Незабываемое
Шрифт:
Что касается воспоминаний Б. И. Николаевского о встречах с Бухариным в Париже 1936 года (A.M. узнала о них в 1965 году от Эренбурга), то на сей счет существуют разные суждения[21] и выносить окончательный вердикт еще рано… Резкость высказываний A.M. по этому вопросу понятна — сторонним наблюдателям сохранять беспристрастный тон куда легче.

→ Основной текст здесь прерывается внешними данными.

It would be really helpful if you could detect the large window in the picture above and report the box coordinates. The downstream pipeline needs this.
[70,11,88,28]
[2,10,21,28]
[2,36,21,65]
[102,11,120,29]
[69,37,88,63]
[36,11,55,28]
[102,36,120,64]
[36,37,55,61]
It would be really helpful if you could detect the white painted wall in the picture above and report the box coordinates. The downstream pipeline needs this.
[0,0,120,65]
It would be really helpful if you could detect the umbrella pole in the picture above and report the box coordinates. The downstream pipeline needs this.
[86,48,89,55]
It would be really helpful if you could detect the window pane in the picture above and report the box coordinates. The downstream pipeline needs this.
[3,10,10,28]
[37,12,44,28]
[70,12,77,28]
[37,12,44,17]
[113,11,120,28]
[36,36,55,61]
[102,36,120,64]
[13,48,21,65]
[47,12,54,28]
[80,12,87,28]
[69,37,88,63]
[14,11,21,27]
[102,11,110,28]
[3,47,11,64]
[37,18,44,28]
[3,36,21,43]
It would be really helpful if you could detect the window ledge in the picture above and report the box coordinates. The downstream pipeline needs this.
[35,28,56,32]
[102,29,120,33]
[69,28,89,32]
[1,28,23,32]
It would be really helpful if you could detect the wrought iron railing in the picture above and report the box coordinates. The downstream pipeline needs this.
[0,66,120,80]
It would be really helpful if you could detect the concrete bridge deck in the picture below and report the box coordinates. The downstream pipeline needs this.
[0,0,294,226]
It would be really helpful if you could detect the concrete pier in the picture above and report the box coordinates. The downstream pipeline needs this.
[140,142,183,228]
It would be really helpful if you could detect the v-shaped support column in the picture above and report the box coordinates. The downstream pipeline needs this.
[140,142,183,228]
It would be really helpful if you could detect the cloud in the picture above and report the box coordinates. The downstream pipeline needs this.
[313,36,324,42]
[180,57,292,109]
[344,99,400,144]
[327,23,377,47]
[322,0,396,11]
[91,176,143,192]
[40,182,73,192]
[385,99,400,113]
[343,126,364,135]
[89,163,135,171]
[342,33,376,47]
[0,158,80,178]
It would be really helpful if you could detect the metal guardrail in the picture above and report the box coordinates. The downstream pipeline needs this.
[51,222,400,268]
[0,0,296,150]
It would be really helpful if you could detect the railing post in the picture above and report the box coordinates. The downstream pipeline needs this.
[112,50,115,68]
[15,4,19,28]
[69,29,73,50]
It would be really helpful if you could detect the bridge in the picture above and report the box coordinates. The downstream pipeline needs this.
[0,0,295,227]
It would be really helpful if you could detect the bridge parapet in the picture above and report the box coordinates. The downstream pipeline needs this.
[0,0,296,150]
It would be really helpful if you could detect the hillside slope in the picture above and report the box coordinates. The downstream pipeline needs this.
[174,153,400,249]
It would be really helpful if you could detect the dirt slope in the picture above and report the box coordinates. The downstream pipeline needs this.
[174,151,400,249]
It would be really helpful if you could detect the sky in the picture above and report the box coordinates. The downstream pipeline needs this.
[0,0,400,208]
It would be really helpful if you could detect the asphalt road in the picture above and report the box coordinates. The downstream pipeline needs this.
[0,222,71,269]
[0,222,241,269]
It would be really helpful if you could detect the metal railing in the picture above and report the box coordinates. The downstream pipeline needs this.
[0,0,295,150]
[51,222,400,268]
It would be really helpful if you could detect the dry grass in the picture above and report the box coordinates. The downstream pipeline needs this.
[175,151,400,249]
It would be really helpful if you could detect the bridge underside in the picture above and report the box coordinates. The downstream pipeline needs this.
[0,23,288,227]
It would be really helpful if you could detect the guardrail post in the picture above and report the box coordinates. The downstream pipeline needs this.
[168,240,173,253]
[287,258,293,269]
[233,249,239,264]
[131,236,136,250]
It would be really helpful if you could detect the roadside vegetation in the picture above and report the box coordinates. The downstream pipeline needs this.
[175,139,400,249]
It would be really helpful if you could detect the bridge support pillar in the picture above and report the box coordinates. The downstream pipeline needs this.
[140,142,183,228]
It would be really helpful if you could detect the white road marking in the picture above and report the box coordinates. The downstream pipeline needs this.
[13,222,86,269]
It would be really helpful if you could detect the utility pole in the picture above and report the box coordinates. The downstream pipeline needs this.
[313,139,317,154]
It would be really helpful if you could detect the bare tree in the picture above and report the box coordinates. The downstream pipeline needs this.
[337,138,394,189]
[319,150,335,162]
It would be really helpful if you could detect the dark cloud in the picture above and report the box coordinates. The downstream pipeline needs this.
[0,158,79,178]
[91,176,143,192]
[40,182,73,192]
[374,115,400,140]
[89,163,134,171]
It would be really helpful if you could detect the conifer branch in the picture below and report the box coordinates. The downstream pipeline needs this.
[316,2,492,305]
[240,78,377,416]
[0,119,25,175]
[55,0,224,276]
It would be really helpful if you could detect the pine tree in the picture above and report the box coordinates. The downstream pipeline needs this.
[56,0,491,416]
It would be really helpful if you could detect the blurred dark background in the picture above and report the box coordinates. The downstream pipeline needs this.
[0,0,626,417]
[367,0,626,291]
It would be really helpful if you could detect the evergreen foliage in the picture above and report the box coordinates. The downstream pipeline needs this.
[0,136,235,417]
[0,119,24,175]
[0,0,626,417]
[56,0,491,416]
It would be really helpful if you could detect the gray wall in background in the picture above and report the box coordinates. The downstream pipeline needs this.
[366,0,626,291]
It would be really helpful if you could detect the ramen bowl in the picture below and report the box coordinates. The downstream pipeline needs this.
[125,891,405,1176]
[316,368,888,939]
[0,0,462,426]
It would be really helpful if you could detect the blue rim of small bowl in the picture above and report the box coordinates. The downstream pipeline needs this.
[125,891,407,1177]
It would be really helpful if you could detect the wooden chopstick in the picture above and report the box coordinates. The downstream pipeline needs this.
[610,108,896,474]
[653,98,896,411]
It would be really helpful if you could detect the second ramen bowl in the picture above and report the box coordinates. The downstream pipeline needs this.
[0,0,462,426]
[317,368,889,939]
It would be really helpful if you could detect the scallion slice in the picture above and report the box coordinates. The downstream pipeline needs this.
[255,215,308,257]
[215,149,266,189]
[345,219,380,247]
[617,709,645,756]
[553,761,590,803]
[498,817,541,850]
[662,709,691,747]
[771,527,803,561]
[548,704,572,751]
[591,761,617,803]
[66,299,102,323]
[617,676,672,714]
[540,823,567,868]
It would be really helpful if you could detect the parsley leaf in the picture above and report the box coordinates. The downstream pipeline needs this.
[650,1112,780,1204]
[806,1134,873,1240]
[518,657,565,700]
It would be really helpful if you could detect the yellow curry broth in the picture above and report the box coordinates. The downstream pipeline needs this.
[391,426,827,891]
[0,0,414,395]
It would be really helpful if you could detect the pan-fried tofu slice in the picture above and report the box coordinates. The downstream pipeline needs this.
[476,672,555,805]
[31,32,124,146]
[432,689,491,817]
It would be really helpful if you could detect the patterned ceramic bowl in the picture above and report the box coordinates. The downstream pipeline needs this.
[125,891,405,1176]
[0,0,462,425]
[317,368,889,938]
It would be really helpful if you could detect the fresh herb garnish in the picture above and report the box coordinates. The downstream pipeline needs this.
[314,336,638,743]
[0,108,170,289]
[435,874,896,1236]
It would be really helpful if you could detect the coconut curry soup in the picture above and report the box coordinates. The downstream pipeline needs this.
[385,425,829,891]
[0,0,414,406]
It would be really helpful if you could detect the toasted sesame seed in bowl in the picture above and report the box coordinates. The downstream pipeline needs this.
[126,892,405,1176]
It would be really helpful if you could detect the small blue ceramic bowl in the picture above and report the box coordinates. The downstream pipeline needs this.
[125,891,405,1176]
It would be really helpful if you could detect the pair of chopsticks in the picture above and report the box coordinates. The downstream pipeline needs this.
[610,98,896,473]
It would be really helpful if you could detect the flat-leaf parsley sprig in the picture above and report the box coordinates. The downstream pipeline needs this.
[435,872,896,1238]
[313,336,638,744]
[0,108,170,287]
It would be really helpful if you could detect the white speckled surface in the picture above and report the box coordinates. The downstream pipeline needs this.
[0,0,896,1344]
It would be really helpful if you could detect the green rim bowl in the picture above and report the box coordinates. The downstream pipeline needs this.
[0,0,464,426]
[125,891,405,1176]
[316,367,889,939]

A.M. за долгие десятилетия привыкла к защите своих бастионов. Когда пришли новые времена, отринувшие всё прежнее — и то, что она не принимала, и то, во что верила, — легкости она не почувствовала. В ее письме от 19 января 1992 года очевидна переживаемая горечь: «О своем состоянии писать не буду, вы его великолепно понимаете. Я никак не вписываюсь в наше сумасшедшее общество, в отличие от многих представителей нашей интеллигенции. Страшно, когда не знаешь, что день грядущий нам готовит». Это незнание, как вскоре выяснилось, касалось не только будущего. 14 октября 1992 года «Известия» опубликовали последнее письмо Бухарина к A.M., написанное на Лубянке 15 января 1938 года; A.M. его раньше не знала. Известинскую публикацию сопровождала большая статья A.M. Не могу понять, как она нашла на это силы; время шло, а ее сердечная боль не убывала. 3 января 1993 года A.M. сообщала: «Я по-прежнему пребываю в шоке после получения письма от Н.И….» В том же сталинском архиве были обнаружены и все работы, написанные Бухариным в тюрьме, — «Философские арабески», «Кризис капиталистической культуры и социализм», стихи, роман о детстве «Времена». Все это (за исключением стихов) Анна Михайловна увидела напечатанным…
В последнем ее письме, в январе 1996-го, были такие строки: «В народе говорят, что год Крысы приносит просветление. Будем надеяться. Я в подвальной камере в Новосибирске с крысой жила дружно, и она скрашивала мне жизнь… О здоровье писать не хочется…»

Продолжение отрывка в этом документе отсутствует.